Programming couldn't bring me any of the happiness that being with my children could.
I also want to push back a little bit on the idea that "programming couldn't bring me any of the happiness that being with my children could." I see what you mean—that you enjoy time with your kids more than time with code. However, I can't help thinking that programming enables that free time. It's because of the programming that you can be with your children instead of working a second job to make ends meet. That's why "skilling up" is so vital. If you're already skilled enough to get the jobs you want, then yeah, maybe you're all set.
A lot of what we regard as "skilling up" is just a product of our immature dev culture-learning stuff for the sake of buzzword compliance that doesn't improve anything in the long run. And the high failure rate of software projects shows that we aren't gaining a lot from this culture anyway.
Buzzword compliance is the tech world equivalent of sexual signaling that led to peacocks getting extravagant tails. Developers are stuck in a feedback loop with employers...the more pointless garbage they learn, the more employers value the pointless garbage, and the more developers are forced to learn more pointless garbage. Until they break down, and leave the field to younger men, who perpetuate the cycle.

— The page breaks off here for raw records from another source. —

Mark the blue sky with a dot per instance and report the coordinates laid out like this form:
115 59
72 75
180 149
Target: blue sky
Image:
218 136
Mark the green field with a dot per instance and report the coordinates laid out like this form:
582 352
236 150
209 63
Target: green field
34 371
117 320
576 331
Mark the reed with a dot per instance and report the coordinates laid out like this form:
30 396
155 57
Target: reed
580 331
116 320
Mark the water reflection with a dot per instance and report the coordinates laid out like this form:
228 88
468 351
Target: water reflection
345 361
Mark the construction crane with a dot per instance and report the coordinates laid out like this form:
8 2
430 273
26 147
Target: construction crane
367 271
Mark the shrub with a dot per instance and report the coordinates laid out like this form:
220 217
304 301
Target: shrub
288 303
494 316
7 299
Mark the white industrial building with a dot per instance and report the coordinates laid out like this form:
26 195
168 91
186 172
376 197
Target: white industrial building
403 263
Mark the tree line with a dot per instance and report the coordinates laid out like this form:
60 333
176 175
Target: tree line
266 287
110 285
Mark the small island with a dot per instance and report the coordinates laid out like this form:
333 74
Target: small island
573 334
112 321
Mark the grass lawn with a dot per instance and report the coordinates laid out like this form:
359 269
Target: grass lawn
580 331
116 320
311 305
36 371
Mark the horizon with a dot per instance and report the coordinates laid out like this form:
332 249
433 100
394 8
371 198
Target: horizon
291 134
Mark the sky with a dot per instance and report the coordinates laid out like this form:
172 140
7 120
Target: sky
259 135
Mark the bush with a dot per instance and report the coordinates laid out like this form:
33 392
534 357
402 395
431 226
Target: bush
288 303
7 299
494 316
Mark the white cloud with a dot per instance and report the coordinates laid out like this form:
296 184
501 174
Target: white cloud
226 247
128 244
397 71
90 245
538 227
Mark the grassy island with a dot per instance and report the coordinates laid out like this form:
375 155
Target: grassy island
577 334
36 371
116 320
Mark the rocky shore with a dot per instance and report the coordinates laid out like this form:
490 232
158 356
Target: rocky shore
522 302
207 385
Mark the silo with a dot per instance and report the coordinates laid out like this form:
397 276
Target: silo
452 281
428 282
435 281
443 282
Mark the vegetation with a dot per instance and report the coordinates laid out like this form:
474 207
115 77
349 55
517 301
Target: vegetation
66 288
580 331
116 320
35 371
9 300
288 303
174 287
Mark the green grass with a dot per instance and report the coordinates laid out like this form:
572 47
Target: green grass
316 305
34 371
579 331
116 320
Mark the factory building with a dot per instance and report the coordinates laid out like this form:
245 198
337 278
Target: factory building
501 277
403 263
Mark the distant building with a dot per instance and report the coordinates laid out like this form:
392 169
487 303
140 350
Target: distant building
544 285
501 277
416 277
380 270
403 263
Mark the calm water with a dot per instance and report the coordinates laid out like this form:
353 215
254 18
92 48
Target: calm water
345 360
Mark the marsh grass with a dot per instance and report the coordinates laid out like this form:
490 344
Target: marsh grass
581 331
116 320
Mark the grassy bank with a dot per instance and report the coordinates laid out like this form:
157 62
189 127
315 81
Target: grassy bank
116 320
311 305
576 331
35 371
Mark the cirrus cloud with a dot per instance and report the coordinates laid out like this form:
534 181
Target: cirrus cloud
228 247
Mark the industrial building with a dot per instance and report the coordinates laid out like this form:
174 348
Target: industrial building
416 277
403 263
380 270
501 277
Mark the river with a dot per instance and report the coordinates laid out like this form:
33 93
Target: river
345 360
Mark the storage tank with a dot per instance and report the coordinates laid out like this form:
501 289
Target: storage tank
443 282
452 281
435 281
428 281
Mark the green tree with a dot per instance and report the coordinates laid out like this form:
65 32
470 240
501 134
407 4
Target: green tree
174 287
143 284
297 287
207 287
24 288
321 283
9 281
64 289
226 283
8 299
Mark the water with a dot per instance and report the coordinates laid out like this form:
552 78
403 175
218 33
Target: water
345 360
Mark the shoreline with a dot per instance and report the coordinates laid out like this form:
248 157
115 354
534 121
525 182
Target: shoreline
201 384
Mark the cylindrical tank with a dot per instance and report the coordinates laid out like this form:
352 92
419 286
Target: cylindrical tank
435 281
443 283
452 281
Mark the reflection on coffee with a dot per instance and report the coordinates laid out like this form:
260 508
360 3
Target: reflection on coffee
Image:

Fundamental good practices should be learned early on, and honed at work. For the rest, we should work to break the cycle.
It feels like people get too hung up on keeping up with the new shiny when honestly, it is all about fundamentals. Anyone can pickup a new technology if they understand the design and architecture of systems/software.
Being with my daughter is probably one of the reasons I love my job, I get to work from home and my wife and daughter stay at home with me so I get to hang out with them on break/lunch, and there's no time lost with them on a commute. I don't work for the sake of work, but so that I can enjoy the other ~67 hours a week I'm awake with my family.
Coding is quite fun. A lot of the related guff that is part of software engineering in 'the real world' is quite frustrating.